The Celsius founder denied all charges and was released on a $40 million bond after being arrested on allegations of misleading customers and inflating the company’s CEL token
Former CEO of Celsius Network, Alex Mashinsky, was arrested and charged on Thursday with securities and wire fraud among other offenses, according to Reuters:
“Mashinsky, 57, arrived in federal court in Manhattan for his arraignment wearing a gray polo shirt, jeans and no handcuffs.”
Mashinsky pleaded not guilty to all charges and was released on a $40 million bond. The arrest followed a series of lawsuits filed against Celsius and Mashinsky by the CFTC, FTC and SEC.
Before the arrest, New York State got to him first when NY Attorney General Letitia James sued him in state court, accusing him of misleading thousands of investors in the state.
U.S. Magistrate Judge Ona Wang approved Mashinsky’s bail, backed by his Manhattan residence and signatures from his wife and another party. His travel has been limited to the Eastern and Southern District of New York.
Mashinsky’s attorneys, Benjamin Alee and Jonathan Ohring, have yet to publicly comment on the case. However, they said in a statement to CoinDesk that “he looks forward to vigorously defending himself in court against these baseless charges.”
Celsius, which declared bankruptcy in 2022 following a rapid decline in crypto prices and a wave of customer withdrawal requests, is under scrutiny. Prosecutors allege that Mashinsky, from 2018 to 2022, deliberately misled investors about key aspects of Celsius’s operations:
“[Mashinsky] orchestrated a scheme to defraud customers of Celsius Network LLC and its related entities.”
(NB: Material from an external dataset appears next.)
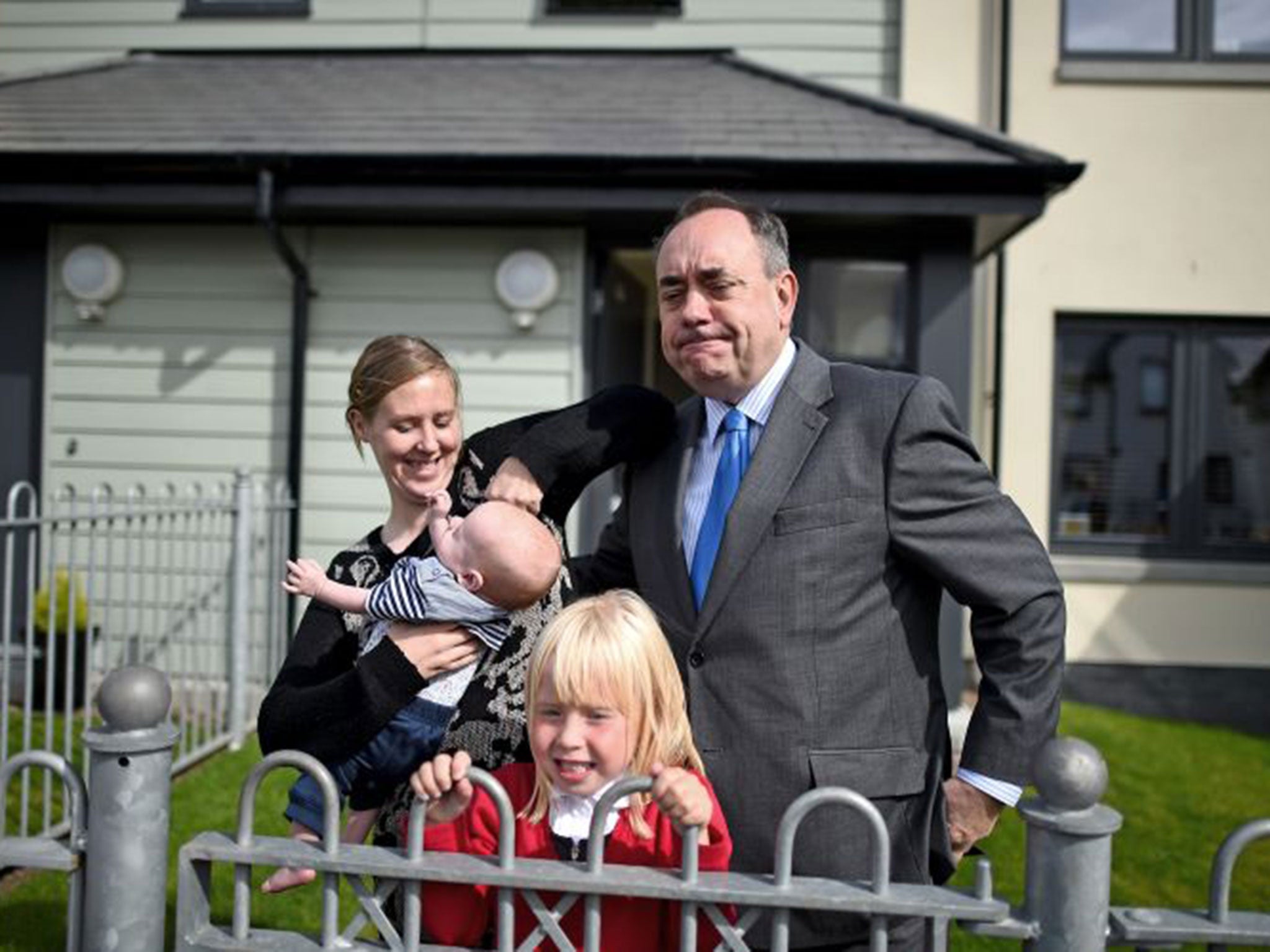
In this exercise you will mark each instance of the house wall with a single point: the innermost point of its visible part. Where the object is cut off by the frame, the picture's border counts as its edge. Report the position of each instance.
(845, 42)
(1171, 218)
(189, 375)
The charges focus on the company’s Earn Interest Program, which promised high returns of up to 17% and presented the platform as a safe haven akin to a modern-day bank. These claims, prosecutors argue, starkly contrast with the platform’s allegedly high-risk strategies.
Mashinsky and Celsius have yet to change their stance on the platform’s financial stability, the SEC says.